The idea of comparing LO versus LY arose from the study performed by Kido et al. (Hernlund et al. 2013), where PA was considered a biomarker of carotid atherosclerosis; in contrast, we found it more clinically relevant to exclude individuals who were age-estimated close to chronological age, notwithstanding the reduction of suitable participants.

The association between BMDs within one individual is presumably larger than between several individuals. Well aware of biological variation, we therefore chose to consider the five BMD measurements of each participant as repeated measurements and included the scan site as fixed and repeated effects in linear mixed models. Epidemiological studies routinely use separate multiple regression analyses for each skeletal site (Theodorou and Theodorou 2002).

Photographic considerations

Ideally, PA assessments should include observations of mimic, speech, body posture and movements, and facial characteristics, as previously conducted (Guyuron et al. 2009; Noordam et al. 2013). However, in large epidemiological studies, this is not feasible. In fact, in most studies, PA assessment has been based on differently angled facial photographs (Gunn et al. 2008; Hernlund et al. 2013; Iki et al. 2014; Urano et al. 1995). We chose to present participants from both facial and whole-body photographs because osteoporotic patients have a characteristic appearance and because we believe that the presentation of both face and posture is most similar to “live evaluation of age.” Furthermore, presentations of participants from separate and combined photographs might give an impression of what presentation to use in future studies. When evaluating the fit statistics (data not shown), no differences were observed. Because less significant results, lower estimates, and lower reproducibility were present when age was assessed from whole-body photographs, we would not recommend that presentation alone.

Assessor panel

Physicians were chosen because they regularly assess the age or appearance of patients in medical records. Their assessments, however, might be biased because they primarily see a population with chronic diseases in daily practice and may therefore misjudge older, healthy, and well-appearing participants as being younger than their true age. On the other hand, physicians, well aware of signs of ageing, might adjust their assessments accordingly to those signs, even though they were asked to assess how old the participants looked and not to guess their chronological ages.

Strengths and limitation

Every participant was age-assessed by 20 assessors from three photographic presentations using totally balanced data without any missing values. This, together with our statistical approaches using linear mixed models to calculate individual perceived ages and to estimate the PA associations with BMD were some of the main strengths of the present study. A frequent challenge in epidemiological studies is the potential bias by “healthy volunteers.” However, in this study population, the mean BMD values of TH, FN, and LS were slightly lower than the mean BMDs obtained in the National Health and Nutrition Examination Survey (NHANES) study, which is frequently used as clinical reference material (van der Klift et al. 2004). Age-adjusted mean NHANES BMDs of non-Hispanic white women aged 20 years and older were 0.913, 0.799, and 1.049 g/cm2 for TH, FN, and LS (L2–L4), respectively (van der Klift et al. 2004) compared with our measurements of 0.886, 0.748, and 1.015 g/cm2 for TH, FN, and LS, respectively.

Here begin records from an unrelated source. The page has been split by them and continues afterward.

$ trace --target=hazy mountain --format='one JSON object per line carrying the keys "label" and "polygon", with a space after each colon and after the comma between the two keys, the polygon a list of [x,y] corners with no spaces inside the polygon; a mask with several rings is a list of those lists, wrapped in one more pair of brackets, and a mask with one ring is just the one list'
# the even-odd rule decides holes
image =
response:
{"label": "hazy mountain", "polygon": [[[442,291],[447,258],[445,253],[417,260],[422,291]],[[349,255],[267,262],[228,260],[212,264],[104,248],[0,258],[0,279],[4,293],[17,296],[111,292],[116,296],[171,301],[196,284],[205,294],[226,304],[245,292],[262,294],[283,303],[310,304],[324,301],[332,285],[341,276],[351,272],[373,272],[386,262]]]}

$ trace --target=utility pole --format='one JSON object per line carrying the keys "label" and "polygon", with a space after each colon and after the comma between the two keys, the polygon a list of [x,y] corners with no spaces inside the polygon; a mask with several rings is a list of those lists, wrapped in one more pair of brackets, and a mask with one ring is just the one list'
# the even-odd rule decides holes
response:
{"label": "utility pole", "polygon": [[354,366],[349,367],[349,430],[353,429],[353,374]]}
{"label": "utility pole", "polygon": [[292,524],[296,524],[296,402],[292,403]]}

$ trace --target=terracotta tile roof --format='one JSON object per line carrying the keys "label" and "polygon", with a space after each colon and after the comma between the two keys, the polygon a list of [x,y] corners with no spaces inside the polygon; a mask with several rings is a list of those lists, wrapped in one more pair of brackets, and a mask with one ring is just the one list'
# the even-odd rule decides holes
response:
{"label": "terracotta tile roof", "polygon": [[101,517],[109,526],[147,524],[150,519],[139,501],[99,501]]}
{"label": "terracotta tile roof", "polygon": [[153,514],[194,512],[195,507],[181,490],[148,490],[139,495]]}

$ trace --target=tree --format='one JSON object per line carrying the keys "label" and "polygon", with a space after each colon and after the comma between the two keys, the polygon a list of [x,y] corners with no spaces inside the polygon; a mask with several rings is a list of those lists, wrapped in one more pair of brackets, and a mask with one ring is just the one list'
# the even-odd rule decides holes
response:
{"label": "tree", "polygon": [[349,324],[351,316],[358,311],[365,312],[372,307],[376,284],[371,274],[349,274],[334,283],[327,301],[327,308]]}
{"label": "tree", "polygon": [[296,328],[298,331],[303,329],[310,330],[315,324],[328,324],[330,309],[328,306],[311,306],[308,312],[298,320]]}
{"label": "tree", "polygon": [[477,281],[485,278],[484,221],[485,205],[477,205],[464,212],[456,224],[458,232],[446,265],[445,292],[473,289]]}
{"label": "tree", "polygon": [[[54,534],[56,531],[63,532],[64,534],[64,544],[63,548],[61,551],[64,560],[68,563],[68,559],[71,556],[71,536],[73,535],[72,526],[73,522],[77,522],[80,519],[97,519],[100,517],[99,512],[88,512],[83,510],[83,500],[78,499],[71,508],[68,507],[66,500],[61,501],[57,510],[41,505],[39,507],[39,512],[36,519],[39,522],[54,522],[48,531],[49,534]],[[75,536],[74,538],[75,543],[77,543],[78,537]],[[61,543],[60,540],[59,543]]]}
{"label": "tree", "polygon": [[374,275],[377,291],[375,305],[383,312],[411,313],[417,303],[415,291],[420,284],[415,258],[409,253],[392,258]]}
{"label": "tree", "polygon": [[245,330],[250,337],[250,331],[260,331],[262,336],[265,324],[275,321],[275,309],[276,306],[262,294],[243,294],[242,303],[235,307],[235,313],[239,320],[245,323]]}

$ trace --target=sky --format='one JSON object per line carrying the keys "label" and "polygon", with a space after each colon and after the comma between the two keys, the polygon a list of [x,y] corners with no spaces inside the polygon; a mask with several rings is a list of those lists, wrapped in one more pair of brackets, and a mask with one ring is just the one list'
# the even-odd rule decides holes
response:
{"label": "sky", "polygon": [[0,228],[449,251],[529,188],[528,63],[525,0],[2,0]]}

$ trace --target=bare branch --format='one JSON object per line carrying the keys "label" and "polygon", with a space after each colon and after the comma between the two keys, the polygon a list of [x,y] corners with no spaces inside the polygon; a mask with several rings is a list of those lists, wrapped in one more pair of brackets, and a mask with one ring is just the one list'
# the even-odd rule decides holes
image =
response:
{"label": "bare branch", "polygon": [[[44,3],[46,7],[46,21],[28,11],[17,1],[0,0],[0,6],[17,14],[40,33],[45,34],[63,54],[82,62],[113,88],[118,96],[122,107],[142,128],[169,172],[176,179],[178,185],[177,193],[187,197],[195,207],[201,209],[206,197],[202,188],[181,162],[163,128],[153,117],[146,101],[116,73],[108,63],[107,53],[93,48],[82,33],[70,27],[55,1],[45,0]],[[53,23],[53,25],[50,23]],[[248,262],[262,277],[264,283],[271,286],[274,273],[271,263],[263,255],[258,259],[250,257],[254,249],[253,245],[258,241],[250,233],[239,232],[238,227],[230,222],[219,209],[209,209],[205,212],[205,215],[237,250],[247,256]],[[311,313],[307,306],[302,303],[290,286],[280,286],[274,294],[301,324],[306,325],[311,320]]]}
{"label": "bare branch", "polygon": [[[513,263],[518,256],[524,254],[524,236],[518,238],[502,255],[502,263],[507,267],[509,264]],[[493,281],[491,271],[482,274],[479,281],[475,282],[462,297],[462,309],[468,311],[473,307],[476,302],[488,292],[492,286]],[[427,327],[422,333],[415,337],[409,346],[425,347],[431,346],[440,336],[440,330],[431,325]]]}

In the present study, lower BMDs of all skeletal sites were statistically significantly associated with increase in chronological age; FN declined more than TH as expected, but BMD of LS declined less than expected. One reason might be that all vertebrae were included (except the one with metal implant) in this study, whereas invalid vertebrae, i.e., vertebrae with potential condensations, in the NHANES were excluded.

Conclusions

We were able to demonstrate a trend in the association of PA with BMD and TBS. When controlled for relevant confounders, both statistically and clinically significant associations were present which were greatest in post-menopausal and older women.